Beyond the Build

Construction Trends

For Retailers, A Catch 22 Today Means Liquid Assets for Tomorrow

I read recently in the Wall Street Journal that as of May, retailer Bed Bath & Beyond had $1.64 billion in cash and short-term treasuries, and expects to generate at least another $600 million by February. Nationwide, non-financial businesses had approximately $1.85 trillion in liquid assets as of June. That’s pretty good, I would say. It’s just short of the record high set in the first quarter of this year.

To me it seems that executives at many U.S. companies are in a similar situation these days. They have a significant amount of money at their disposal, and they’re not sure what to do with it.

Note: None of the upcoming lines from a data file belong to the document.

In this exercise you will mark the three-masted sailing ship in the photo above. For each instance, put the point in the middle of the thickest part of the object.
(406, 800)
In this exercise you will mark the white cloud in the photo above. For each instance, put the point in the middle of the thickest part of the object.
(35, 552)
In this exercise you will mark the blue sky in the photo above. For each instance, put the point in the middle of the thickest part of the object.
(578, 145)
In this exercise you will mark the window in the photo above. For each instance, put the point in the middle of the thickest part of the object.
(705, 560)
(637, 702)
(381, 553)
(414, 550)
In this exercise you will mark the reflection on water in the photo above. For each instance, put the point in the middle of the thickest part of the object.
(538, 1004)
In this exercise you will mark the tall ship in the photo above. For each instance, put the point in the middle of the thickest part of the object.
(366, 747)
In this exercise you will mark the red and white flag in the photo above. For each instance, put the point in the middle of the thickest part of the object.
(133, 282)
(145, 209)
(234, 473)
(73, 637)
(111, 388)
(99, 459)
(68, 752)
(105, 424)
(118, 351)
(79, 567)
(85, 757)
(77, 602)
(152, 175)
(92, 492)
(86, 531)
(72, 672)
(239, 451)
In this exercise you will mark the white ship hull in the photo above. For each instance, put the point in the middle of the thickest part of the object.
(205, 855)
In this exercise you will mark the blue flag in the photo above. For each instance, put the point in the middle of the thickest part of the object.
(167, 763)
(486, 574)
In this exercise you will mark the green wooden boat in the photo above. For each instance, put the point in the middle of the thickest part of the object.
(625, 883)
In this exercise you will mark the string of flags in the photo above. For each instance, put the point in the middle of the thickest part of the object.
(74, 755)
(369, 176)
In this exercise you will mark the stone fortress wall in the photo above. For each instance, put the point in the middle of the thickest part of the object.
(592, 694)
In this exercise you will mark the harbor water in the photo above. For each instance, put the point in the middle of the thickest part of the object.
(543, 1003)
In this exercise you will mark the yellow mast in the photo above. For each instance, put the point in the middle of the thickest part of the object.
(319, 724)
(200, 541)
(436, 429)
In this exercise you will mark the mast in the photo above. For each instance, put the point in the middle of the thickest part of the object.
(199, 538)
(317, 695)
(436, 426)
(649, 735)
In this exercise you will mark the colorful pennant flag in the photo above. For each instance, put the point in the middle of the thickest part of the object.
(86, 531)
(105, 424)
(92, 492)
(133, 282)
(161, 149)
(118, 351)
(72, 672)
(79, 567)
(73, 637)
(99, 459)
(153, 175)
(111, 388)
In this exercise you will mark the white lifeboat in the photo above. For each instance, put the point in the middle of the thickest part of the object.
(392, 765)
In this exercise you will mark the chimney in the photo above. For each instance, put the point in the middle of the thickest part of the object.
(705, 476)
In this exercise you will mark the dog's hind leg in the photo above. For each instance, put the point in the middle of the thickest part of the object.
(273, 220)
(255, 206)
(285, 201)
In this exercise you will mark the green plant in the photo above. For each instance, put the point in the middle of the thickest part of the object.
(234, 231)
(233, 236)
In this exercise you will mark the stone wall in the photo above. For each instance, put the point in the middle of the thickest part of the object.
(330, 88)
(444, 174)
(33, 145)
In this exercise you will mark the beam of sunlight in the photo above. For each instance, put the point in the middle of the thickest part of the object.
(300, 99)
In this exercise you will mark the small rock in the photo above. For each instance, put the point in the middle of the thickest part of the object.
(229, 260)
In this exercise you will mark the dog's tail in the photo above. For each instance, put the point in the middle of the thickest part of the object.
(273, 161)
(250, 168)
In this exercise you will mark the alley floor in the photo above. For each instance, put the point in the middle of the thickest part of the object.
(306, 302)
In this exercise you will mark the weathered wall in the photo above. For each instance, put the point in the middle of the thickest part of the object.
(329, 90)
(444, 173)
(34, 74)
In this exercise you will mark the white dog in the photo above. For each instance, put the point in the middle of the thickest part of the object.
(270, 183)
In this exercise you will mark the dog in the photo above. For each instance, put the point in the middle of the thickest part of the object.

They’re not expanding like they once were because consumers aren’t spending like they used to. There is no need to increase production amid such anemic growth. Couple that with low interest rates, and companies can’t find any meaningful way to invest their money. And so the cash sits, waiting for a profitable use.

Eventually, consumers will pay down their debt, begin feeling good about the economy and start spending again. The good news is, when that happens—and it feels like we are now on the up tick—there is a wealth of cash ready to pour back into the market.

Merrill Stewart Jr.

Merrill Stewart is Founder and CEO of The Stewart/Perry Company, a commercial building contractor based in Birmingham.